For the past two years historian Jeanne Eder has been traveling in Sacagawea’s footsteps. Donning a traditional dress as well as another woman’s persona, Eder has toured the West performing her interpretation of an older and wiser Sacagawea who, years after the Journey of Discovery expedition, has time to reflect.

Eder (’00 Ph.D. Hist.) teaches at the University of Alaska, Anchorage. A Dakota Sioux who grew up on the Fort Peck Indian Reservation in northeast Montana, she researches the lives of historic Native American women and portrays them in Chautauqua-style performances.

Playing the most famous woman of the 1800s has its challenges, says Eder. “People tend to get lost in the character and then feel that the character speaks for all Indians.” She often gets questions from the audience that don’t even pertain to Sacagawea or the Lewis and Clark Expedition-questions like, “Why do Indians have such high rates of alcoholism?” and “How come Indians don’t pay taxes?”

Even so, she enjoys stepping into the character of a strong and independent woman. Sacagawea-alternatively spelled Sacajawea-was a Shoshone who grew up in the matrilineal culture of the Hidatsa. Women in this community had the power, says Eder. Sacagawea couldn’t have helped but be influenced by that.

Eder’s portrayals of Sacagawea throughout Washington, Oregon, and Idaho were organized in collaboration with the Washington State University history department to fill a gap in events organized to commemorate the expedition. “There’s a ton of material on Lewis and Clark. No shortage,” says WSU history professor Sue Armitage. “Where there is a shortage is in material on how the Indians felt.

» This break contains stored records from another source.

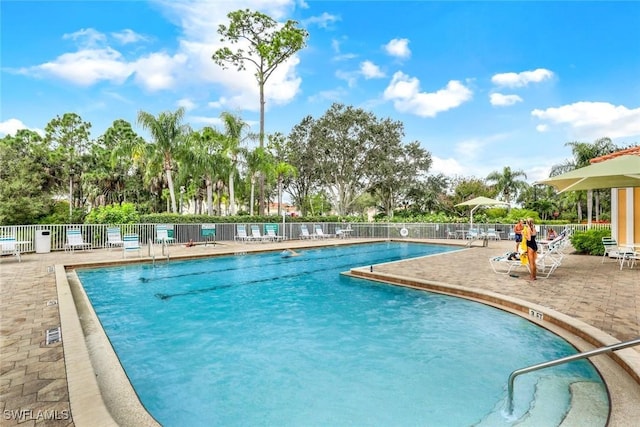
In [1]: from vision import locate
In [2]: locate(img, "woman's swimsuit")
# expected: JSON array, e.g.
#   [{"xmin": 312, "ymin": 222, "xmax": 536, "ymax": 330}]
[{"xmin": 526, "ymin": 234, "xmax": 538, "ymax": 251}]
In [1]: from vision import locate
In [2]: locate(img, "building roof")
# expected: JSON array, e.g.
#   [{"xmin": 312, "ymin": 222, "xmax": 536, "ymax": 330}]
[{"xmin": 590, "ymin": 145, "xmax": 640, "ymax": 163}]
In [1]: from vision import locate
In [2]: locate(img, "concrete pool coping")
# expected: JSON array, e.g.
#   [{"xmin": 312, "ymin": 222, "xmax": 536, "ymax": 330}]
[{"xmin": 2, "ymin": 238, "xmax": 639, "ymax": 426}]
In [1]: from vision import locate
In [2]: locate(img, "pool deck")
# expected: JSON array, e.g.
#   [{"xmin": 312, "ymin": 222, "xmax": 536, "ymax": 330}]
[{"xmin": 1, "ymin": 238, "xmax": 638, "ymax": 426}]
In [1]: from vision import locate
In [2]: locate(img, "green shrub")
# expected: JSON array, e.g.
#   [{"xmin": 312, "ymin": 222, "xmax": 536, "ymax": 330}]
[
  {"xmin": 85, "ymin": 203, "xmax": 140, "ymax": 224},
  {"xmin": 570, "ymin": 228, "xmax": 611, "ymax": 255}
]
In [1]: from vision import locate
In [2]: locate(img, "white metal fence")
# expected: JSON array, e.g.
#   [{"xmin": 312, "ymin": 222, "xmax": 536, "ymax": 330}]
[{"xmin": 0, "ymin": 222, "xmax": 611, "ymax": 253}]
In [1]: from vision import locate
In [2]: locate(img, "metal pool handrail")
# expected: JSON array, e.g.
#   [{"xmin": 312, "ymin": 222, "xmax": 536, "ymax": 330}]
[{"xmin": 506, "ymin": 336, "xmax": 640, "ymax": 414}]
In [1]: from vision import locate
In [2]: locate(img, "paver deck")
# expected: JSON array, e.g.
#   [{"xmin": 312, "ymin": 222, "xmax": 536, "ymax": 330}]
[{"xmin": 1, "ymin": 238, "xmax": 638, "ymax": 426}]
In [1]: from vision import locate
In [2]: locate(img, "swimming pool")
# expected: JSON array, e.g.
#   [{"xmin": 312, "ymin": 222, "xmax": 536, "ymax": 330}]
[{"xmin": 76, "ymin": 242, "xmax": 607, "ymax": 426}]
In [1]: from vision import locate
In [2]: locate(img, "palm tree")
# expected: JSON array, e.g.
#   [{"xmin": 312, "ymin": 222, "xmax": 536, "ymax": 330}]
[
  {"xmin": 180, "ymin": 127, "xmax": 228, "ymax": 215},
  {"xmin": 136, "ymin": 108, "xmax": 189, "ymax": 214},
  {"xmin": 245, "ymin": 146, "xmax": 271, "ymax": 216},
  {"xmin": 485, "ymin": 166, "xmax": 528, "ymax": 205},
  {"xmin": 220, "ymin": 112, "xmax": 248, "ymax": 215}
]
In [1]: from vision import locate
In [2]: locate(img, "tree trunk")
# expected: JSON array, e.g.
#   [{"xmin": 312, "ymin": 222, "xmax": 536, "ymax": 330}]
[
  {"xmin": 258, "ymin": 81, "xmax": 265, "ymax": 216},
  {"xmin": 206, "ymin": 177, "xmax": 213, "ymax": 216},
  {"xmin": 228, "ymin": 171, "xmax": 236, "ymax": 215},
  {"xmin": 250, "ymin": 174, "xmax": 256, "ymax": 216},
  {"xmin": 165, "ymin": 166, "xmax": 177, "ymax": 214},
  {"xmin": 587, "ymin": 189, "xmax": 593, "ymax": 227}
]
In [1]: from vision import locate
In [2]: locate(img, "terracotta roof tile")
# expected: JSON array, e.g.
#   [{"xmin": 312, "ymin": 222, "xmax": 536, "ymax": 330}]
[{"xmin": 590, "ymin": 145, "xmax": 640, "ymax": 163}]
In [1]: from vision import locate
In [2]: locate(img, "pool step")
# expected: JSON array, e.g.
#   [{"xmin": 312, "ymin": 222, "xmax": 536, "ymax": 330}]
[
  {"xmin": 559, "ymin": 382, "xmax": 608, "ymax": 427},
  {"xmin": 475, "ymin": 377, "xmax": 606, "ymax": 427},
  {"xmin": 515, "ymin": 376, "xmax": 572, "ymax": 426}
]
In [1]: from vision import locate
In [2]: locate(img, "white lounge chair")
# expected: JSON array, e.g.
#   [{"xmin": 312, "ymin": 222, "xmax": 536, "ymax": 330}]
[
  {"xmin": 601, "ymin": 237, "xmax": 625, "ymax": 263},
  {"xmin": 250, "ymin": 225, "xmax": 270, "ymax": 243},
  {"xmin": 314, "ymin": 225, "xmax": 333, "ymax": 239},
  {"xmin": 235, "ymin": 224, "xmax": 250, "ymax": 242},
  {"xmin": 123, "ymin": 233, "xmax": 141, "ymax": 258},
  {"xmin": 107, "ymin": 227, "xmax": 124, "ymax": 250},
  {"xmin": 156, "ymin": 224, "xmax": 175, "ymax": 245},
  {"xmin": 486, "ymin": 228, "xmax": 500, "ymax": 240},
  {"xmin": 489, "ymin": 252, "xmax": 524, "ymax": 275},
  {"xmin": 0, "ymin": 237, "xmax": 21, "ymax": 262},
  {"xmin": 300, "ymin": 225, "xmax": 313, "ymax": 240},
  {"xmin": 532, "ymin": 250, "xmax": 562, "ymax": 279},
  {"xmin": 65, "ymin": 229, "xmax": 91, "ymax": 253},
  {"xmin": 265, "ymin": 225, "xmax": 284, "ymax": 242}
]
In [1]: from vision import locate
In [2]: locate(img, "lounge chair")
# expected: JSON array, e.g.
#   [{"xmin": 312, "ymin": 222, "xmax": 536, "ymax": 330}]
[
  {"xmin": 299, "ymin": 225, "xmax": 313, "ymax": 240},
  {"xmin": 123, "ymin": 233, "xmax": 142, "ymax": 258},
  {"xmin": 264, "ymin": 224, "xmax": 284, "ymax": 242},
  {"xmin": 489, "ymin": 252, "xmax": 524, "ymax": 275},
  {"xmin": 107, "ymin": 227, "xmax": 124, "ymax": 250},
  {"xmin": 156, "ymin": 224, "xmax": 175, "ymax": 245},
  {"xmin": 601, "ymin": 237, "xmax": 624, "ymax": 263},
  {"xmin": 532, "ymin": 250, "xmax": 562, "ymax": 279},
  {"xmin": 466, "ymin": 228, "xmax": 480, "ymax": 240},
  {"xmin": 250, "ymin": 225, "xmax": 270, "ymax": 243},
  {"xmin": 314, "ymin": 225, "xmax": 333, "ymax": 239},
  {"xmin": 235, "ymin": 224, "xmax": 250, "ymax": 242},
  {"xmin": 486, "ymin": 228, "xmax": 500, "ymax": 240},
  {"xmin": 446, "ymin": 228, "xmax": 457, "ymax": 239},
  {"xmin": 65, "ymin": 229, "xmax": 91, "ymax": 253},
  {"xmin": 0, "ymin": 237, "xmax": 21, "ymax": 262}
]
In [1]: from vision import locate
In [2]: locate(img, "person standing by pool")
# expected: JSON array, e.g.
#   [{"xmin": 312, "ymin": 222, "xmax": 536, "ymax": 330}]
[
  {"xmin": 523, "ymin": 218, "xmax": 538, "ymax": 280},
  {"xmin": 513, "ymin": 219, "xmax": 524, "ymax": 252}
]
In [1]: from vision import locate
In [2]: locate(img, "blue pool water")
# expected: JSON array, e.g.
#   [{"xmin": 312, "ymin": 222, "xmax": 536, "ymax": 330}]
[{"xmin": 76, "ymin": 242, "xmax": 607, "ymax": 426}]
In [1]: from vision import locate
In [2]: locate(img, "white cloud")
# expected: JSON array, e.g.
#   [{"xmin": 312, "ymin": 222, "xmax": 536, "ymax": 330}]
[
  {"xmin": 12, "ymin": 1, "xmax": 305, "ymax": 111},
  {"xmin": 536, "ymin": 124, "xmax": 549, "ymax": 132},
  {"xmin": 531, "ymin": 101, "xmax": 640, "ymax": 139},
  {"xmin": 430, "ymin": 156, "xmax": 466, "ymax": 176},
  {"xmin": 27, "ymin": 47, "xmax": 132, "ymax": 86},
  {"xmin": 490, "ymin": 93, "xmax": 522, "ymax": 107},
  {"xmin": 383, "ymin": 72, "xmax": 472, "ymax": 117},
  {"xmin": 0, "ymin": 118, "xmax": 28, "ymax": 136},
  {"xmin": 132, "ymin": 52, "xmax": 187, "ymax": 91},
  {"xmin": 307, "ymin": 88, "xmax": 348, "ymax": 103},
  {"xmin": 177, "ymin": 98, "xmax": 197, "ymax": 111},
  {"xmin": 384, "ymin": 38, "xmax": 411, "ymax": 59},
  {"xmin": 302, "ymin": 12, "xmax": 340, "ymax": 28},
  {"xmin": 62, "ymin": 28, "xmax": 106, "ymax": 48},
  {"xmin": 335, "ymin": 69, "xmax": 358, "ymax": 88},
  {"xmin": 111, "ymin": 29, "xmax": 149, "ymax": 45},
  {"xmin": 491, "ymin": 68, "xmax": 553, "ymax": 88},
  {"xmin": 360, "ymin": 61, "xmax": 385, "ymax": 79}
]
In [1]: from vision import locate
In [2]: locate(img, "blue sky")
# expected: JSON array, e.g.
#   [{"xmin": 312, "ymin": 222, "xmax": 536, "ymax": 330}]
[{"xmin": 1, "ymin": 0, "xmax": 639, "ymax": 184}]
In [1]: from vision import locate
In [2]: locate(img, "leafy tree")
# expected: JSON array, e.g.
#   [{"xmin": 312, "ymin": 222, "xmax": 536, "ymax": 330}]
[
  {"xmin": 220, "ymin": 112, "xmax": 249, "ymax": 215},
  {"xmin": 213, "ymin": 8, "xmax": 309, "ymax": 215},
  {"xmin": 267, "ymin": 133, "xmax": 297, "ymax": 216},
  {"xmin": 284, "ymin": 116, "xmax": 322, "ymax": 216},
  {"xmin": 136, "ymin": 108, "xmax": 189, "ymax": 214},
  {"xmin": 180, "ymin": 127, "xmax": 228, "ymax": 215},
  {"xmin": 45, "ymin": 113, "xmax": 93, "ymax": 221},
  {"xmin": 369, "ymin": 140, "xmax": 432, "ymax": 217},
  {"xmin": 0, "ymin": 131, "xmax": 53, "ymax": 224},
  {"xmin": 485, "ymin": 166, "xmax": 527, "ymax": 205}
]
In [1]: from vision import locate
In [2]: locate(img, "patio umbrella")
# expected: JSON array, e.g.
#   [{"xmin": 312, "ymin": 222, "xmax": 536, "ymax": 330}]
[
  {"xmin": 536, "ymin": 155, "xmax": 640, "ymax": 193},
  {"xmin": 455, "ymin": 196, "xmax": 509, "ymax": 232}
]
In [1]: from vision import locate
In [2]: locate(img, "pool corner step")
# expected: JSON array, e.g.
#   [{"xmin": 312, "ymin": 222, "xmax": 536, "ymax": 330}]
[{"xmin": 559, "ymin": 381, "xmax": 608, "ymax": 427}]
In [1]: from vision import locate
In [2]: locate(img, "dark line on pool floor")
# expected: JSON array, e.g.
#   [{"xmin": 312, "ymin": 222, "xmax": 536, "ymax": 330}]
[
  {"xmin": 154, "ymin": 254, "xmax": 408, "ymax": 300},
  {"xmin": 141, "ymin": 243, "xmax": 445, "ymax": 284}
]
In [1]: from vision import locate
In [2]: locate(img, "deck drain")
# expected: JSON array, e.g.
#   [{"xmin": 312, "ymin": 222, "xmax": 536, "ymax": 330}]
[
  {"xmin": 45, "ymin": 327, "xmax": 61, "ymax": 345},
  {"xmin": 47, "ymin": 265, "xmax": 55, "ymax": 274},
  {"xmin": 46, "ymin": 299, "xmax": 58, "ymax": 306}
]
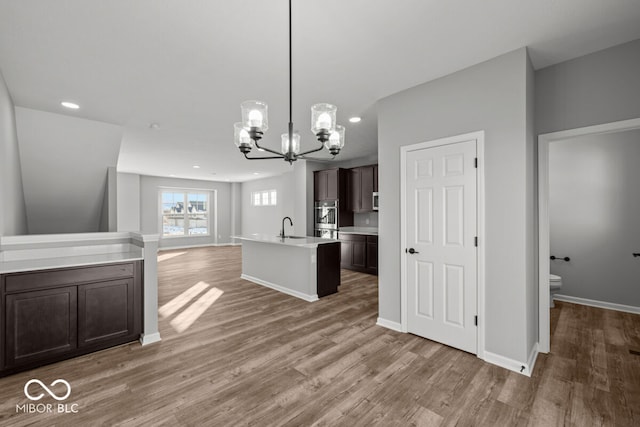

“The way in which you present the Indian side of the story is not to lecture at white people, but to make them feel they are a part of the Indian world,” says Armitage. Eder does just that. “And her Sacagawea is not a 15-year-old girl. She is a mature woman looking back with some humor.”

Though some history books have Sacagawea dying at an early age, others claim that she went on to live many more years with the Shoshone in Wyoming.

For her portrayal, Eder taps into the oral histories of Indians who claimed they or their family members encountered Sacagawea long after the history books have her dying. For Eder’s Sacagawea, the expedition was just one of many life experiences.